So What Has Changed?
On the surface, nothing was going to be different about this season, as recently as early spring of this year. Behind the scenes, the park service was studying the situation and trying to figure out ways to reduce pressure on the foxes while maintaining an enjoyable visitation experience.
I know this because I was involved in some of the discussions about this very topic. The idea of having me come in and give talks on “best practices in the field” had been even broached by the park. They recognized that, as a long-time photographer and CUA holder (in another park that has plenty of challenges with human-wildlife interactions: Yellowstone), I might offer some perspective and education on the subject.
For a couple years now, there have been rumors that the park service might change their approach to the foxes. The foxes, after all, are not a native species.
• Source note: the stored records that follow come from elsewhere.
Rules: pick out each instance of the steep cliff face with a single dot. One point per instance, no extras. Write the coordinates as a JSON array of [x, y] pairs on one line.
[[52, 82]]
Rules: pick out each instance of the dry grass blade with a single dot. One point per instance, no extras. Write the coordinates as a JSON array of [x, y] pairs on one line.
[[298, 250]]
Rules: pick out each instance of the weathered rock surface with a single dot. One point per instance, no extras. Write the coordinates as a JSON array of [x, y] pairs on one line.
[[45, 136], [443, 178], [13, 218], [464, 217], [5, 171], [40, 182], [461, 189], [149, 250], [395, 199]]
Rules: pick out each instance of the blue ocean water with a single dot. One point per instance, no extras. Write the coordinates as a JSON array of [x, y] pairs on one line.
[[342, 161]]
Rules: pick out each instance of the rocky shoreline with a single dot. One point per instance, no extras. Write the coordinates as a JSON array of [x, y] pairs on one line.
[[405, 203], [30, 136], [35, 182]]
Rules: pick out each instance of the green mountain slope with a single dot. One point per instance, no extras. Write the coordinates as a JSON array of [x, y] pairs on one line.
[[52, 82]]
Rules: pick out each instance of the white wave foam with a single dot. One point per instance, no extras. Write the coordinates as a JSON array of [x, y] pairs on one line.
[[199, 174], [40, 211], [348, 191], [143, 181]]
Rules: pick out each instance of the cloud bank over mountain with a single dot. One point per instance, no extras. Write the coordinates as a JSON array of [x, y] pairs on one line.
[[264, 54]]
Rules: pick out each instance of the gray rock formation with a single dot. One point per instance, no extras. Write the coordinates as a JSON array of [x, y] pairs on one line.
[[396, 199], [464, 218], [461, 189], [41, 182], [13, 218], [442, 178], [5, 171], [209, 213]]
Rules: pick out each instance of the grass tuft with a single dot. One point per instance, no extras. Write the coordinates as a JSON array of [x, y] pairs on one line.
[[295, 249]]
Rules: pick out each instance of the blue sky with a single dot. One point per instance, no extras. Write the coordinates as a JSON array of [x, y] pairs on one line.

There’s been talk that the park may cull both the foxes and their favorite prey—the non-native, and wildly abundant European rabbit—in order to restore this part of the island ecosystem to a more “natural state.” In fact, following the almost non-existent 2020 spring visitation season (essentially cancelled due to COVID), it was very difficult as a non-resident to find out whether the lack of fox kit sightings that year was due to a cull, disease, or some other reason. Ironically, it turns out the lack of human visitation emboldened the local Bald Eagles, which came in and picked off all the fox kits that spring.
Unsure of what to make of the swirling rumors about policy changes, and also being aware of increased anti-photographer sentiment from certain circles, I contacted the park to learn more about how the 2022 spring season would be handled. During a late November conference call, I expressed that my chief goal was to understand if any changes would be made to park policies for prairie access and visitation. I was not going to offer photo tours if the park planned to limit visitor access to the point where reliable photo opportunities were no longer viable. Extending the distance limit to 50 yards would have still worked for the purposes of leading what I felt would be a successful and positive viewing and photography experience. Extending the limit to 100 yards, or closing off the prairie would not.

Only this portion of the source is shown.